25. In the circumstances I find that she acted in concert with defiant parents and thus failed to carry out a lawful and reasonable instruction (charge 1). By her conduct she also unjustifiably prejudiced the administration and efficiency of the Department as the respondent ended up being forced to make intervention plans in order to accommodate the grades 5 and 6 which were not properly catered and prepared for (charge 2). The applicant was also aware of the feeding of data to SA-SAMS and this led to the upgrading of the school without proper authorisation. She allowed the wrong utilisation of the respondent’s system for attainment of unauthorised objective, which was upgrading to grades 5 and 6. If she was not acting in concert with the parents she should have reported this to the District and sought intervention. She is therefore guilty of charge 3 as well.

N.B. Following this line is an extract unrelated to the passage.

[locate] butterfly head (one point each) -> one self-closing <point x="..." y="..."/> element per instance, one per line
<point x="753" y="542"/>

26. The offenses committed by the applicant were seemingly committed defiantly as the applicant had previously been warned not to continue introducing a class further than grade 5. She had been given an opportunity to redeem herself and perform the correct instruction. She seemingly remained defiant and did the same wrong she had been corrected on. Acting this way can only be seen as direct challenge to the respondent’s authority. A persistently defiant employee is not worthy of being kept on the respondent’s employ as her stay can be rightfully be regarded as posing serious operational risk to the operations of the employer. In the case at hand serious operational risks were experienced as the respondent had to cater for grade 5 and 6 classes it had not planned to have in Mthawelanga. I find the sanction of dismissal to have been the correct response to the operational risk the applicant posed to the respondent’s establishment.
27. I therefore make the following award:
27.1. The applicants’ dismissal was substantively and procedurally fair.
27.2. The applicant is not entitled to any relief.